Transit Strikers Defend Full-Time Jobs and Bathroom Breaks
In Wisconsin, 750 bus drivers and mechanics are on day two of a three-day strike against Milwaukee County. The key issues are protecting full-time work and giving drivers adequate time for bathroom breaks.
But the county executive is misleading the public on what the strike is about, said Amalgamated Transit Union Local 998 President James Macon.
“The main issue county executives keep bringing up is money, money, money,” he said. “It has nothing to do with money.” The county has offered a 7 percent wage increase over two years.
What members don’t want, Macon said, is for the privately managed transit authority to weaken their job standards by bringing in 50 part-time drivers.
“Why not hire full-time workers and give them benefits?” Macon said. “This is not Walmart.”
Bathroom breaks are another sticking point. Union leaders say drivers need more time on breaks.
“How can you use the bathroom in four minutes?” Macon said, pointing out that drivers must pull the bus over, disembark, walk to a gas station or another of the limited options, and return. “You can’t do it.”
Local 998 is calling the action a “work stoppage” because it’s a time-limited strike. Members walked off the job at 3 a.m. on July 1, and plan to resume work July 4.
It’s their first strike since 1978, when they stayed out for 39 days.
The strike has shut down the bus system during Summerfest, an 11-day music festival that draws 90,000 people. The festival adds 20,000 additional rides per day to the transit system.
Macon said that gives the union some leverage. The system ordinarily serves 150,000 passengers daily.
Milwaukee’s transit system has faced cuts since 2001, when Governor Scott Walker was the county executive. In 2011, the transit budget was cut again by 10 percent.
So after 15 years of budget cuts, Milwaukee County Executive Chris Abele’s accusations that the union is hurting the riding public ring hollow. “All he cares about is Summerfest,” Macon said.
Milwaukee teachers brought food to the strikers and joined them in picketing at the city’s three bus depots. Supporters grilled bratwursts, handed out water, and chanted along.
“We haven’t seen anything like this in Milwaukee in a long time,” said teacher Josh Jackson. “I’m only 26 and this is my first strike experience.”
“We are deep in it,” Jackson said, “in that we are serving the people who need as much assistance as possible.
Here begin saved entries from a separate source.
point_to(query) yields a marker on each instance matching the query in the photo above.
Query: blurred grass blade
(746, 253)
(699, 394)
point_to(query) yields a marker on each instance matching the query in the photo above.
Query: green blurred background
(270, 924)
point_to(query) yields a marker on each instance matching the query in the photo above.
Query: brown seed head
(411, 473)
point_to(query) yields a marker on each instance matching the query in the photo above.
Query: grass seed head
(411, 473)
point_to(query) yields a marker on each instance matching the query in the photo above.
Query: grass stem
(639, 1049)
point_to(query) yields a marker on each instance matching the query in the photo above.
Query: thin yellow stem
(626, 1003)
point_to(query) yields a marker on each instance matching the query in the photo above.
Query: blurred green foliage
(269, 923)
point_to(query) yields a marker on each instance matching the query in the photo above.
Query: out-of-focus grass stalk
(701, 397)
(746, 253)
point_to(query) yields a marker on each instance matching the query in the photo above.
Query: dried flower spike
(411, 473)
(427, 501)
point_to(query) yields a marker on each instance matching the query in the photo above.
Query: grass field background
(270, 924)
The bus drivers make sure the people who need to get to work.”
Working with the Milwaukee Teachers' Education Association and religious leaders from All Peoples Church, activists have set up “solidarity rides,” where riders can sign up to get where they need to go and volunteers drive them.
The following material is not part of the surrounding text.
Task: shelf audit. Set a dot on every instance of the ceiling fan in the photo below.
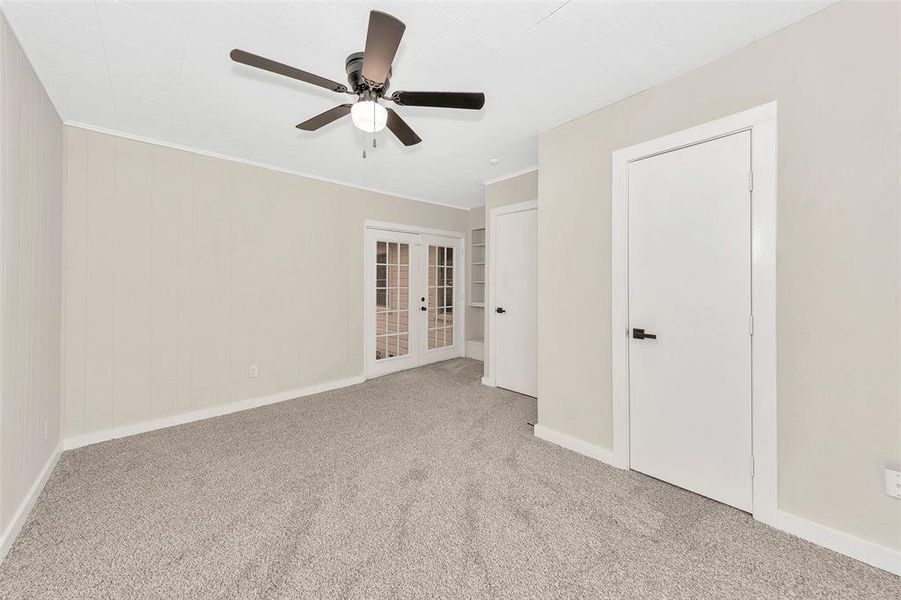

The first evening, 400 people—including members of the Teamsters, Service Employees (SEIU), and AFSCME—rallied with the strikers outside the transit authority headquarters.
“People want humane schedules,” said Angela Walker of Wisconsin Jobs Now, a workers’ rights organization.
A former Milwaukee bus driver, she’s been organizing support for the strikers. She says the fight for longer breaks is part of a larger problem: drivers being pressured to complete their routes in less time.
With fewer buses running routes due to years of budget cuts, Walker said passengers are rushing to catch what might be the only bus coming in the hour. Drivers are forced to choose whether to take the time to help passengers, do their job safely, and take breaks—or squeeze all those things to finish their route on time.
“That’s a lot of stress on a driver,” Walker said.